Nearly 20 years ago, in its Action Plan to Combat Trafficking, Organisation for Security and Co-operation in Europe (OSCE) concluded that the ‘root causes of trafficking in human beings, occurring both in countries of origin and destination, remain insufficiently tackled’. Demand for sexual exploitation was identified as one of such root causes, along with the widespread sex discrimination, violence against women, racial and economic inequalities, conflicts and wars, among others. (OSCE, PC.DEC/557).
The importance of addressing demand for sexual exploitation and prostitution had already been foregrounded in international law, when in 2000, the United Nations adopted a protocol on trafficking, known as the Palermo protocol, obliging states parties “to discourage the demand that fosters all forms of exploitation of persons, especially women and children, that leads to trafficking” (Palermo Protocol, Art. 9.5)

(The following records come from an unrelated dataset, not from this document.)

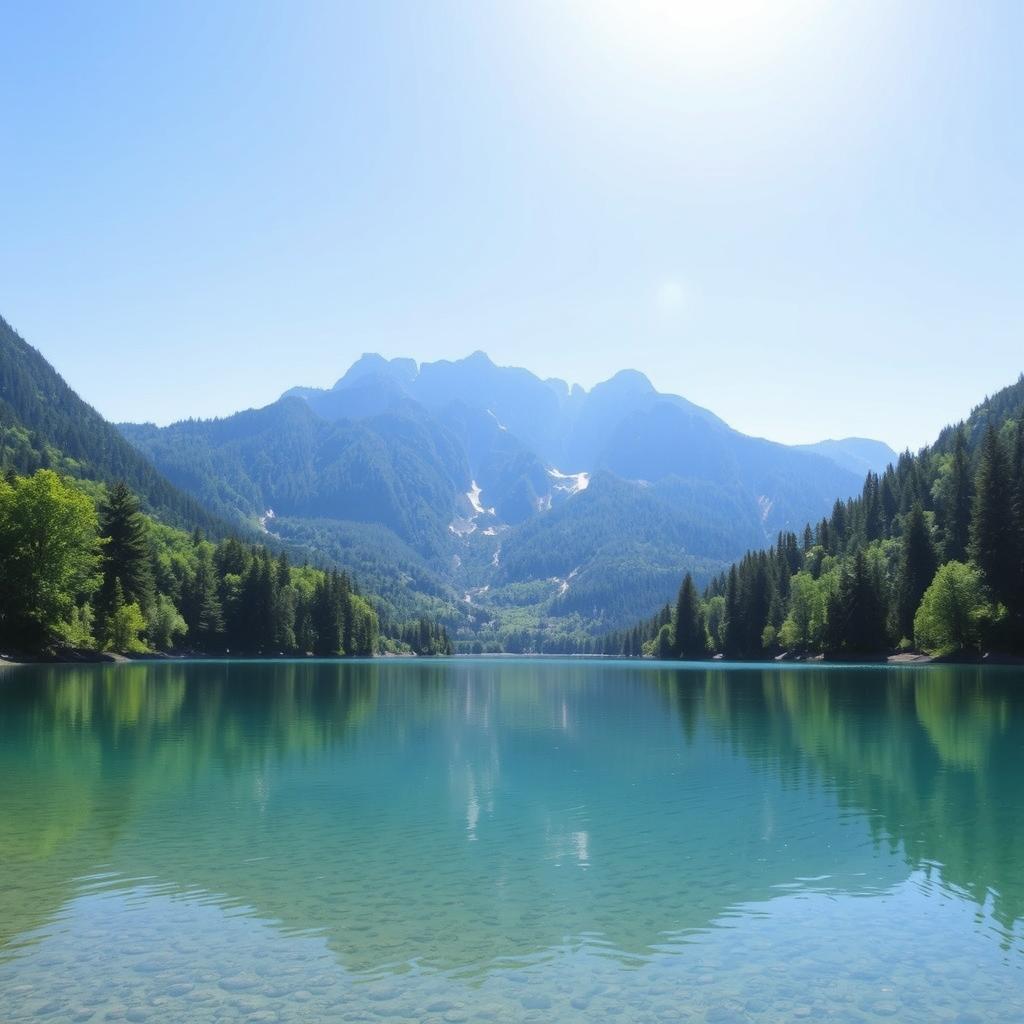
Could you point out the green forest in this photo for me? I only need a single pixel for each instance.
(84, 568)
(929, 558)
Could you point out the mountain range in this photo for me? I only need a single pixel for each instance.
(505, 504)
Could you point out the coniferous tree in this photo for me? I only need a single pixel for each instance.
(127, 556)
(689, 638)
(993, 537)
(918, 565)
(955, 506)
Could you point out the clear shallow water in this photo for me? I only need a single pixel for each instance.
(511, 841)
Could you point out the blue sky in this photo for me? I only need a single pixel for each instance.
(805, 216)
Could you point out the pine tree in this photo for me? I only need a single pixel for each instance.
(689, 637)
(955, 507)
(918, 565)
(993, 538)
(127, 556)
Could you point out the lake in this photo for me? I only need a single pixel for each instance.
(511, 840)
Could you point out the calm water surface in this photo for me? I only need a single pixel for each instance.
(511, 841)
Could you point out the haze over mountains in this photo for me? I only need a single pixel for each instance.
(502, 500)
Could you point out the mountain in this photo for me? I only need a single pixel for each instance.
(513, 506)
(930, 556)
(44, 423)
(859, 455)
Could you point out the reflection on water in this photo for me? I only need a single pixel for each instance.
(511, 841)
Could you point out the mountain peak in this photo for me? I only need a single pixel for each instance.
(374, 365)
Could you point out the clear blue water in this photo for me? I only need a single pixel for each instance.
(511, 841)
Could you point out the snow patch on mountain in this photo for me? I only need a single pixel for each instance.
(474, 500)
(568, 483)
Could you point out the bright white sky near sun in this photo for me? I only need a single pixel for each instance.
(806, 216)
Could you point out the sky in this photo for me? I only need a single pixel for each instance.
(806, 216)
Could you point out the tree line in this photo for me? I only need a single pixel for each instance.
(82, 566)
(930, 557)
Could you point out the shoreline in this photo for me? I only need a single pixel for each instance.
(71, 656)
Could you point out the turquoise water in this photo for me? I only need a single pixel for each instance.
(511, 841)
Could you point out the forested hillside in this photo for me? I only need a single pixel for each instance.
(43, 423)
(92, 553)
(929, 557)
(83, 567)
(521, 511)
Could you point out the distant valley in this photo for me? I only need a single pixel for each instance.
(509, 506)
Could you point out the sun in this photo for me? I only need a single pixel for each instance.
(719, 35)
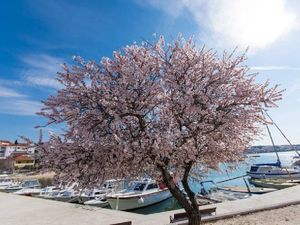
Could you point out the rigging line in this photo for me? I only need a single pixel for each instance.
(281, 132)
(270, 135)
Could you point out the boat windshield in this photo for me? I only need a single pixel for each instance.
(139, 186)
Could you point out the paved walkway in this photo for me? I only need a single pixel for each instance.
(16, 210)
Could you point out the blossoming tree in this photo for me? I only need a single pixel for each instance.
(154, 108)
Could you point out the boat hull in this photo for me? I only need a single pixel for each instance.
(272, 184)
(138, 201)
(274, 176)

At the same time, the understanding of trafficking in women for the purpose of exploitation in prostitution as a particular form of discrimination and violence against women had been previously elaborated in the Convention on the Elimination of Discrimination against Women (CEDAW) – the major international ‘bill of rights for women’ that developed the concept of de facto or substantive equality for women. Since its adoption in 1979, the convention has been ratified by all EU states and incorporated in the European Union’s law.
Today, over a decade since the adoption of the EU Anti-Trafficking directive and the Istanbul convention, two decades since the adoption of the Palermo protocol, and four decades since CEDAW coming into force, in Europe, trafficking in women for sexual exploitation remains the most widely spread form of exploitation (Europol, 2021). It also remains one of the most underreported crimes with some of the lowest rates of prosecution (OSCE, 2021). As pointed out in the EU Strategy on Combatting Trafficking 2021-2025, “the low numbers of prosecutions and convictions of traffickers still mean that trafficking is a low-risk and high-profit crime”.

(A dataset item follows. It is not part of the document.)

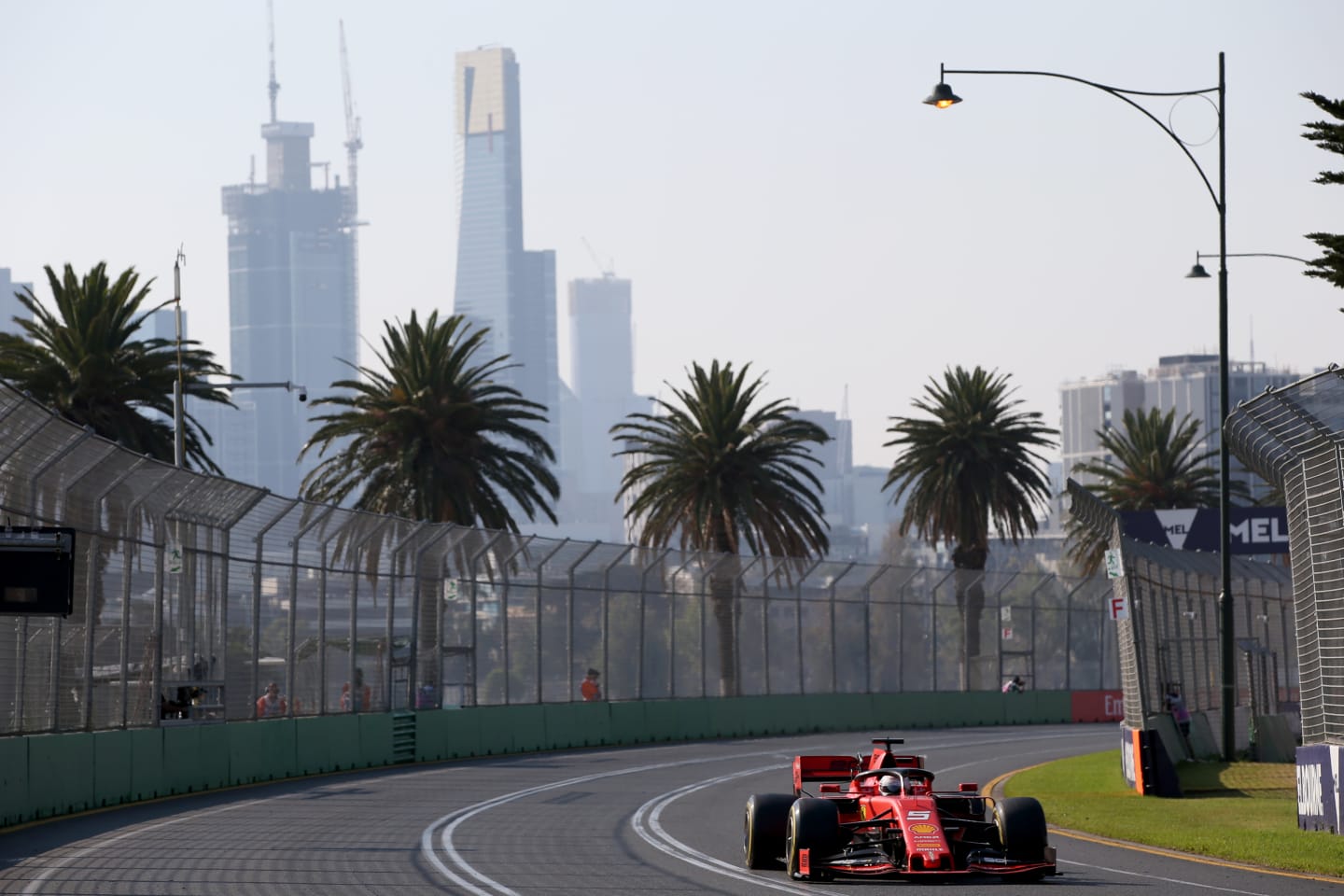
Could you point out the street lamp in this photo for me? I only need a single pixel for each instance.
(177, 413)
(943, 97)
(1197, 271)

Collection and analysis of evidence in six EU states done through the COALESCE project (Mind the Gap national reports, GeSIM Guidebook for Practitioners, GeSIM Evaluation national reports) confirmed that some of the factors preventing victims from engaging with the justice system are their profound disempowerment, including deep psychological and sexual traumas inflicted on women in prostitution by traffickers and buyers of sexual acts, economic and social dependency, fear of reprisals from traffickers, fear of deportation, mistrust in authorities, as well as their general lack of knowledge of local/national legal and social systems.
The low rates of reporting and prosecution, however, have never been the responsibility of the victims. Along with the victim-related obstacles identified in the project, what COALESCE experience demonstrated is that a number of systemic and far more significant factors prevent victims from accessing justice and holding their perpetrators accountable for the crimes.